Pour clore cette première partie consacrée aux rapports entre individu et société, Gabrielle Radica montre comment Montesquieu définit la spécificité du droit domestique (dans ses rapports avec le droit civil, le droit politique et le droit naturel) comme celle d’une « sphère de justice » au sens de Michael Walzer. Si la famille participe à l’objectif collectif de la propagation de l’espèce, elle doit en effet être protégée contre les pressions extérieures. Or, cette protection est une condition de la liberté individuelle : pour que l’individu soit protégé, il faut que ses relations familiales le soient aussi. Contre une version purement « égoïste » de l’individualisme, Montesquieu montre ainsi que nous sommes libres si nos relations à nos proches sont protégées, et pas seulement notre personne.

La deuxième partie de l’ouvrage poursuit l’enquête sur le rapport à la tradition, cette fois sous l’angle de l’histoire de la pensée politique. Selon Till Hanisch, c’est en recueillant un héritage antique, notamment platonicien, que Montesquieu parvient à définir l’équité et la modération comme les formes de réalisation de la justice. L’équité est une forme de mesure qui s’exprime dans un rapport de convenance, mais qui doit elle-même être soumise à la modération, principale qualité exigée du législateur.

Dario Ippolito étudie ensuite la présence chez Montesquieu de la doctrine jusnaturaliste, trop souvent marginalisée dans la tradition historiographique. La valeur normative de la notion de « nature des choses » est en effet fréquemment attestée dans L’Esprit des lois : le droit positif n’est pas toujours « dicté par la nature », puisqu’il peut au contraire être jugé au nom de la nature. Montesquieu n’a donc pas coupé les ponts avec la doctrine du droit naturel : inscrite dans le cœur humain, la loi naturelle exerce en outre une ample compétence juridique (au sein du droit des personnes, du droit des gens, du droit de la famille, du droit pénal, etc.), dont ce chapitre offre plusieurs exemples précis.
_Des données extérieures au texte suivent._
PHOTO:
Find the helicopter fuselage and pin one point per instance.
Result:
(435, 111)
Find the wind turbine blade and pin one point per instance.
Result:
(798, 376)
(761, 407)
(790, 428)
La troisième partie de l’ouvrage se heurte alors successivement à trois énigmes, trois difficultés textuelles et théoriques qui déconcertent le lecteur de L’Esprit des lois. La première concerne le livre X : Montesquieu y soutient, de manière apparemment contradictoire, que le droit de guerre ne peut être justifié que par le droit de la défense naturelle, et qu’il existe pourtant un droit de conquête. Pour résoudre cette énigme, Jean Terrel souligne d’abord la nécessité de contextualiser la pensée de Montesquieu à la fois dans sa propre évolution et dans une période historique de transition qui précède la fusion complète du commerce (capitalisme marchand) et de la conquête (États territoriaux). Il propose alors trois réponses possibles : a) la conquête n’est jamais légitime, mais à partir du moment où elle est entreprise, on peut réfléchir aux limites qui s’imposent au conquérant ; b) celui-ci, dans la mesure où il plonge les vaincus dans la misère, a un devoir de réparation envers eux. Ces deux premières réponses sont cependant insuffisantes : c) il existe des formes de conquête qui sont bénéfiques pour étendre le commerce dans le monde et qui ne conduisent pas forcément à un empire despotique incompatible avec la liberté du commerce.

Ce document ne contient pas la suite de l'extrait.